The sad and tragic outcome is directly attributable to the agents provocateurs of the joint opposition and their media counterparts. But then, the opposition supporters are merely the usual pawns, described by Ramjattan of the AFC as “collateral damage”, as they pursue their self-serving quest for power.
As Freddie Kissoon had articulated in 2003, “It is frightening what the violent youths of Buxton were educated in. They were told the most untruthful things about the Government, the business-class and the East Indian community.” But after Buxtonians had rejected their calls for a return to violence, they moved their campaign of “divide and conquer” to Linden.
The unfortunate turn of events which occurred in the mining town of Linden on the night of July 18, 2012 is truly unfortunate and deeply saddening for all Guyana. The real tragedy of the loss of lives and the tragedy of the retardation of development that would ensue from this fiasco is to be laid squarely at the foot of the joint opposition and their satellites in the media who are hostile to the PPP/C Government.
The professional protesters, who seem to be suffering from a syndrome of attention deficit, have predictably been used as pawns by the opposition collective of leaders to sow the seeds of insurrection. The extremists had their little mobs go around destroying the facilities that serve and benefit their families and communities; and while the inciters return to their safe and comfortable homes and their luxurious lifestyles, the residents of Linden, like those in Buxton, were left with the detritus from the opportunistic meanderings of the tsars and tsarinas of terror.
But why should they care of the lives they leave behind, torn, shattered and destroyed? After all, these people are merely “collateral damage”.

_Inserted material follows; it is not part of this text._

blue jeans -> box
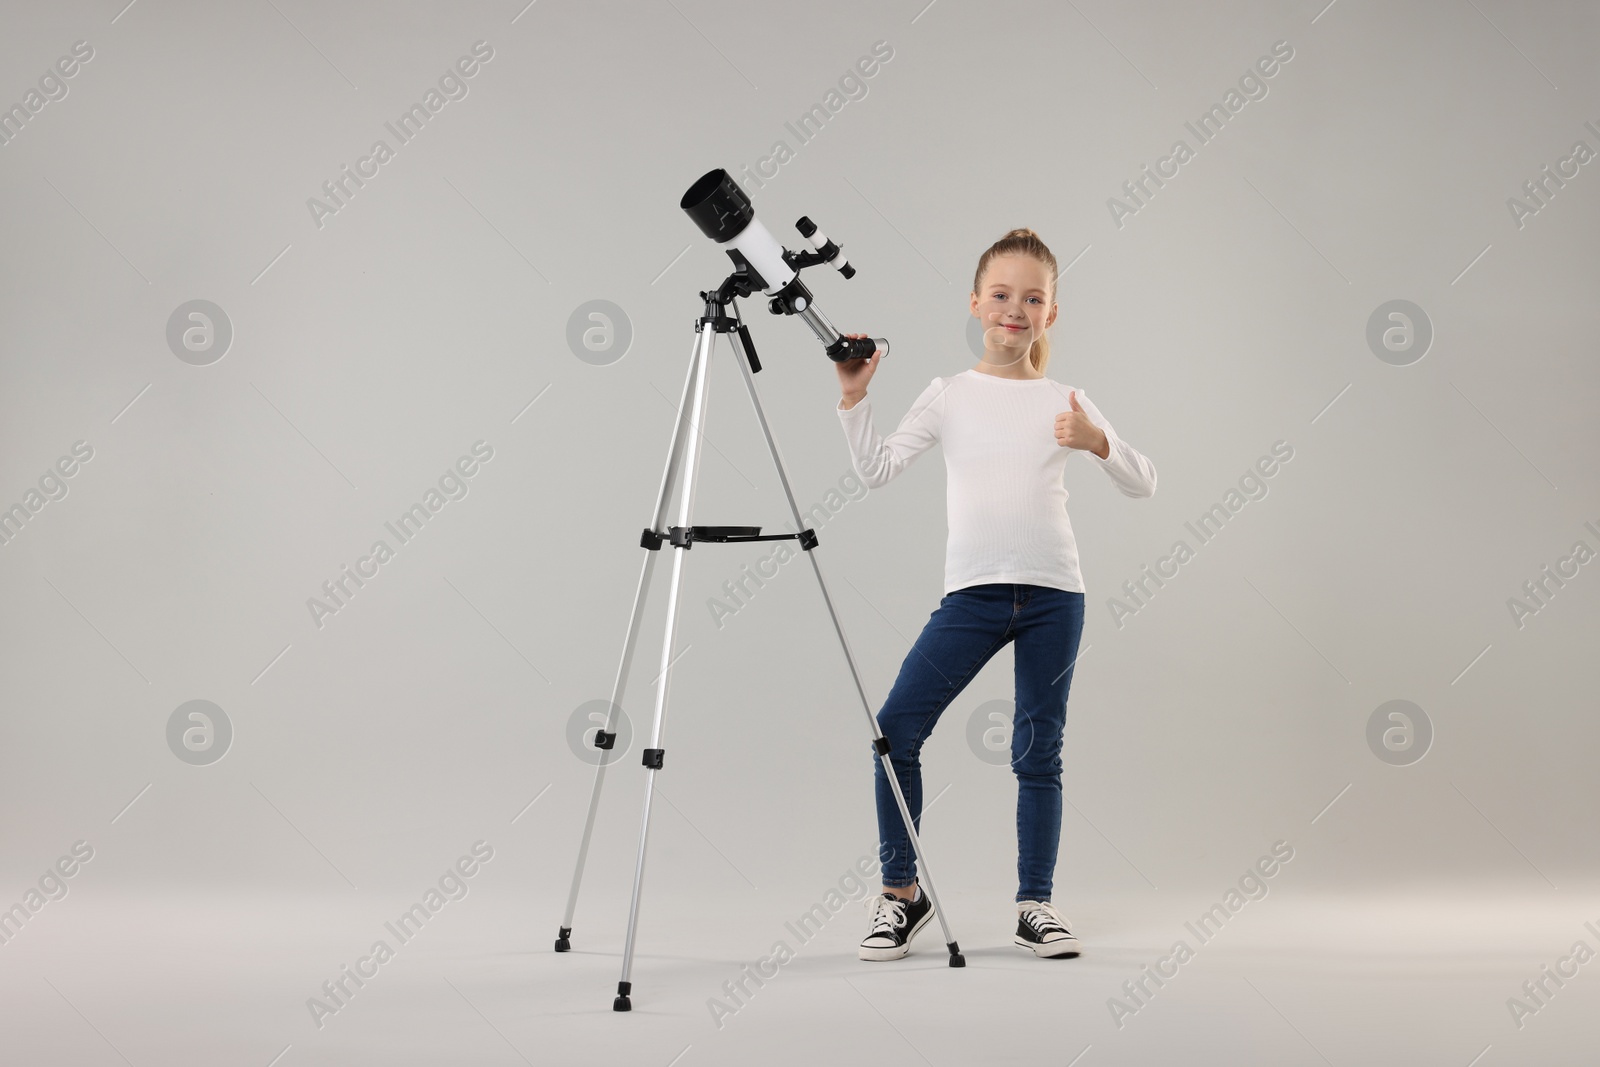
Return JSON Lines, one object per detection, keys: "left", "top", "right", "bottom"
{"left": 872, "top": 583, "right": 1085, "bottom": 903}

Prior to the 2011 elections, Tacuma Ogunseye had said, “We have to go there and cast all our votes; but if, at the end of the day, we fall short, we have to move to Stage Two; and Stage Two must be a massive rebellion of African people throughout the length and breadth of this country…
“Given the ethnic and political history of our security forces, it is very unlikely that the PPP/C Government can militarily defeat an African armed resistance.”
As Martin Luther King (Jr) once said: “I have decided to stick with love; hatred is too great a burden to bear.”
When will Guyanese learn and chase away these incitors to race-hate when they come to their communities beating their war-drums? The answer is: Only when all Guyanese begin appreciating and respecting each other, and join together in efforts to build our country, so that all of us, as a united nation, can live in peace and strive together for prosperity in this country that is our collective patrimony by all of our ancestors.